Environ 60% du personnel soignant, refuse de se faire vacciner contre le virus corona 19. Non seulement c’est inacceptable, mais ce refus a quelque chose d’obscène et d’immoral. Les arguments avancés pour justifier de ce refus, je passe sur les propos d’un imbécile qui a assuré que le vaccin Pfizer allait modifier notre Adn, tournent autour de la crainte des effets secondaires possibles, et du manque d’information de la part des laboratoires. On a même entendu une infirmière dire : « Je n’ai pas l’impression qu’on avait pris en compte mes arguments et mon choix ». Si l’on peut comprendre certaines inquiétudes, le personnel soignant devrait savoir (il est censé avoir fait des études pour cela) qu’il n’existe pas de vaccins sans risque, qu’il n’existe pas de vaccins sans effets secondaires possibles, mais il devrait savoir aussi, que dans tous les cas, à partir du moment ou les agences nationales de sécurité du médicament, autorisent la mise sur le marché, c’est que le médicament ou le vaccin présentent des garanties qui le permettent. Ils devraient savoir que, le risque viral est nettement supérieur au risque vaccinal. De plus ils ont auprès de leurs patients une obligation morale, un devoir déontologique. Non vaccinés ils sont les vecteurs privilégiés de la maladie et ils ont cette obligation morale, si ce n’est envers eux même, au moins envers les autres. Les choix personnels qui ne sont que des choix égoïstes et qui frisent le cynisme ne tiennent pas devant la réalité de la pandémie.

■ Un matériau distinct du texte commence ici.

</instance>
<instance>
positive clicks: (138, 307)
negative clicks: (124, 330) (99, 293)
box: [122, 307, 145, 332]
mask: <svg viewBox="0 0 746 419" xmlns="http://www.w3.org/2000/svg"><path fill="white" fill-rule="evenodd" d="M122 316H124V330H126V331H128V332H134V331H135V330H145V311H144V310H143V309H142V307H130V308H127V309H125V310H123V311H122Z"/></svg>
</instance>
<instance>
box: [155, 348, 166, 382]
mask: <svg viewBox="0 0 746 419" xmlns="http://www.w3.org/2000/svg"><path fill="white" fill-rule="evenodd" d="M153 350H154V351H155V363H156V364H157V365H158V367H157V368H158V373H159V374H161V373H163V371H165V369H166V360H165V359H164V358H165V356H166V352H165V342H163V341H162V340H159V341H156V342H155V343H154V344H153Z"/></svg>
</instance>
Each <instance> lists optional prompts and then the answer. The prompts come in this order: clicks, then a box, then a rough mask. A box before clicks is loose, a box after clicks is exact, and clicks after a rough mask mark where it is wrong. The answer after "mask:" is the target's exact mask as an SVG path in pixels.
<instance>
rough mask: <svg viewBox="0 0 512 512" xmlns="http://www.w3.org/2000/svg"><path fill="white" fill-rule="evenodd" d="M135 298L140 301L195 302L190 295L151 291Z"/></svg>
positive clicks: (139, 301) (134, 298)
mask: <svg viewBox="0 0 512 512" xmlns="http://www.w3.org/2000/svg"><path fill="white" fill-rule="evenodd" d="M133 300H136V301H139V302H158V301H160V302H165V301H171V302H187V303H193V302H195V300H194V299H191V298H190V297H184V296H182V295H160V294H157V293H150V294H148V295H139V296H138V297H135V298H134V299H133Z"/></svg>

Mais il est vrai qu’aujourd’hui le mot « devoir » n’a plus de sens, et est même probablement inconnu de beaucoup de personnes.
Pour vous rafraîchir la mémoire vous allez sur votre moteur de recherche, vous tapez « Geneviève de Galard » (c’était une infirmière convoyeuse de l’armée de l’air) et vous comprendrez, peut-être, ce que c’est que le devoir.